Rapat Paripurna, Anggota DPR Asal Papua Pertanyakan Progres Operasi Militer di Nduga

Anggota Fraksi Partai Demokrat dari daerah pemilihan Papua, Willem Wandik, menyinggung soal krisis kemanusiaan yang terjadi di Kabupaten Nduga, Papua, akibat operasi militer yang digelar oleh TNI/ Polri.

Hal itu ia sampaikan melalui interupsi dalam Rapat Paripurna DPR di Kompleks Parlemen, Senayan, Jakarta, Selasa (3/9/2019).

Willem mengatakan, hingga saat ini TNI/Polri belum pernah melaporkan progres terkait target dan sasaran operasi militer yang dilakukan sejak awal Desember 2018 lalu. “Terkait konflik di Nduga hingga hari ini belum selesai, belum berakhir.

“Kepada institusi terkait, TNI/Polri hingga hari ini kami belum mendapatkan progres terkait target dan sasaran yang mereka capai karena menggunakan APBN sejak awal desember 2018 yang lalu hingga hari ini,” ujar Willem.

Seperti diberitakan, ribuan warga Kabupaten Nduga, Papua, masih tinggal di pengungsian menyusul operasi yang digelar oleh aparat TNI/Polri pada awal Desember 2018 lalu.

Operasi tersebut digelar untuk mengejar sejumlah tersangka para pembunuh proyek Trans Papua. Para tersangka diduga anggota kelompok yang menamakan diri Tentara Pembebasan Nasional Papua Barat – Organisasi Papua Merdeka (TPNPB-OPM).

Willem juga menyebut 184 warga Nduga yang meninggal dunia dalam pengungsian. Ia pun menegaskan bahwa pemerintah harus memberikan perhatian serius terhadap para pengungsi agar jumlah korban jiwa tidak bertambah.

“Dan hari ini ada sekitar 184 warga sipil meninggal dunia dan banyak warga kita yang mengungsi dan membutuhkan bantuan dari pemerintah pusat, baik dari Menteri Sosial, Menteri Pendidikan dan juga Menteri Kesehatan,” kata Willem

“Oleh karena itu pada kesempatan ini kami menyampaikan kiranya dapat memberikan perhatian serius pada warga kami yang sedang mengungsi di Papua,” tutur dia.

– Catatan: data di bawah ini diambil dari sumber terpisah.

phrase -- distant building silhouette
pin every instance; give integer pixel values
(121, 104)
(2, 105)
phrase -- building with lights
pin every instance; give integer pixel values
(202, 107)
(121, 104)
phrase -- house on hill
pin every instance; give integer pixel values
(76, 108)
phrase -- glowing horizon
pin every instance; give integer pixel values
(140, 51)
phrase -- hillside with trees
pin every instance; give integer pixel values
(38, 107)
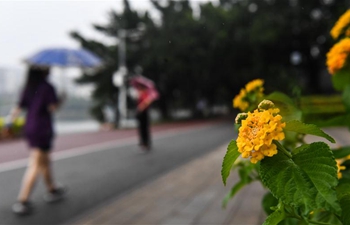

Data Kementerian Sosial mencatat setidaknya ada 2.000 pengungsi yang tersebar di beberapa titik di Wamena, Lanijaya, dan Asmat. Di antara pengungsi ini, tercatat 53 orang dilaporkan meninggal.

Namun, data tersebut dibantah oleh Direktur Eksekutif Yayasan Keadilan dan Keutuhan Manusia Papua (YKKMP) Theo Hesegem. Theo mengatakan, warga pengungsi yang meninggal dunia mencapai 182 orang, 92 di antaranya anak-anak dan balita.

Akibat krisis berkepanjangan, warga Kabupaten Nduga tak dapat mengakses hak atas pendidikan dan kesehatan selama di pengungsian. Pada awal Agustus lalu, Pemerintah Daerah Kabupaten Nduga akhirnya menemui Ketua DPR Bambang Soesatyo untuk melaporkan situasi terkini di daerahnya.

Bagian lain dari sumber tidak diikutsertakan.